Flood demand to worsen supply strain
Construction costs are continuing to rise from record levels, as experts warn Victoria’s flood repairs will add further stress to the national industry.
Property industry researcher CoreLogic has released its latest Cordell Construction Cost Index for the September quarter, which showed costs are up 11 per cent compared with the same time last year.
The annual growth rate is up from the record 10 per cent in the previous report in June, while the quarterly rise of 4.7 per cent is almost double the previous result of 2.4 per cent.
Victoria has spiked more than any other state in the 12 months to September, with costs up by 12.3 per cent.
CoreLogic Construction Cost estimation manager John Bennett said price rises were evident across a broadening range of materials.
“In particular we are recording significant volatility in pre-fabricated framing and the range of products affected by higher building material costs is only growing, with many suppliers having little choice but to pass on price increases,” he said.
Mr Bennett said previously stable materials such as wall linings, plasterboard and fibre cement were all more expensive in the latest quarter, while doors also sharply rose in cost.
He said the combined impact of supply constraints, as well as labour, fuel, freight, electricity and disposal costs was heaping unprecedented pressure on the construction sector.
“A shortage of labour and more expensive overheads continue to have a bearing on the industry and its impact on the residential construction industry has not been lost with ongoing delays to completion times and a blow out to builders holding costs during a period of market change.”

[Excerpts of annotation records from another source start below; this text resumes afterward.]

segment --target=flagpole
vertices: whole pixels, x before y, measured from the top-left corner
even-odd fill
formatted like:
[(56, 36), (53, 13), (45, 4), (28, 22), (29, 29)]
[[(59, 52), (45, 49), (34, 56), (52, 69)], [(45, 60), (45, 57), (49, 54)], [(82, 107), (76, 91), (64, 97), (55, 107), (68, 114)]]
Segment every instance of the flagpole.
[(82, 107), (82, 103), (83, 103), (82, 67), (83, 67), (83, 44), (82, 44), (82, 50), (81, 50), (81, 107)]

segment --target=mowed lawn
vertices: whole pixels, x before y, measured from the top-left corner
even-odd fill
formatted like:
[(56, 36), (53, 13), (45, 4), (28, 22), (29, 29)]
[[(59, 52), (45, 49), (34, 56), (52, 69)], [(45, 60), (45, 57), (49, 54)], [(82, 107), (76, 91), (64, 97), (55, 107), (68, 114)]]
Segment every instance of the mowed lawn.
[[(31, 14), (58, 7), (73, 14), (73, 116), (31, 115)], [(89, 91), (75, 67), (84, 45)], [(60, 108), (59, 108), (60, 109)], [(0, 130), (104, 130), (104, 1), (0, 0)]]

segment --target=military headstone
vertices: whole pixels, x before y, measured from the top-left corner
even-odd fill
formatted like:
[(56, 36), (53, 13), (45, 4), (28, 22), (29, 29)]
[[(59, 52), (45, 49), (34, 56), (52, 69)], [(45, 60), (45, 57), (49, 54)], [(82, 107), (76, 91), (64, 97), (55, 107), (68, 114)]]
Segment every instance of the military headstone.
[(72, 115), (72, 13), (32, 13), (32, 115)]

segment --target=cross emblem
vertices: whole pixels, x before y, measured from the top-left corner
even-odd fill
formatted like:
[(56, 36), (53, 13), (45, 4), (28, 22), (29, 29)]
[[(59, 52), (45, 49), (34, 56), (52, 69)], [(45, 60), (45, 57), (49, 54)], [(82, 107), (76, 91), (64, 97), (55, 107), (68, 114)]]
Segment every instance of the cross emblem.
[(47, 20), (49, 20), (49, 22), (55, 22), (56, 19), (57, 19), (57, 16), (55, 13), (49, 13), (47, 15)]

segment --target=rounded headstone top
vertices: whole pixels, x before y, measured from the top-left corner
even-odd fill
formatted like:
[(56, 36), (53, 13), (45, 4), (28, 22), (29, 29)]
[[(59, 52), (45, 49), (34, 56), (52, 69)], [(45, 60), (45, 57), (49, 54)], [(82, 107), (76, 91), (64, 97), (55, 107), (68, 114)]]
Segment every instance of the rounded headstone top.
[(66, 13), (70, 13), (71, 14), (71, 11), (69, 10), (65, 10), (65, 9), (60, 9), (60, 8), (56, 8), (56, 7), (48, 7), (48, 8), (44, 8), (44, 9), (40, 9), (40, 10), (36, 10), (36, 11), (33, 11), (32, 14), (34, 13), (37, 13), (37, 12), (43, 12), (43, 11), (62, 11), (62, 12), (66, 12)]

Industry watchers say impact of natural disasters this year has also squeezed supply chains, with recent flooding events across Victoria likely to worsen this impact.
“The backlog of construction approved during COVID is still being worked through and on top of that is the rebuild and repair work following this year’s major weather events, with more forecast this month,” CoreLogic’s research director Tim Lawless said.
“The demand and pressure for construction materials and trades is expected to continue.
“There’s no quick solution for providing additional materials and fuel costs remain elevated. All of these factors have an impact and are likely to push building costs higher for some time yet.
“Persistently high construction costs are clearly adding to inflationary pressures as well, with the price of new dwellings one of the most significant contributors to the June quarter inflation reading.”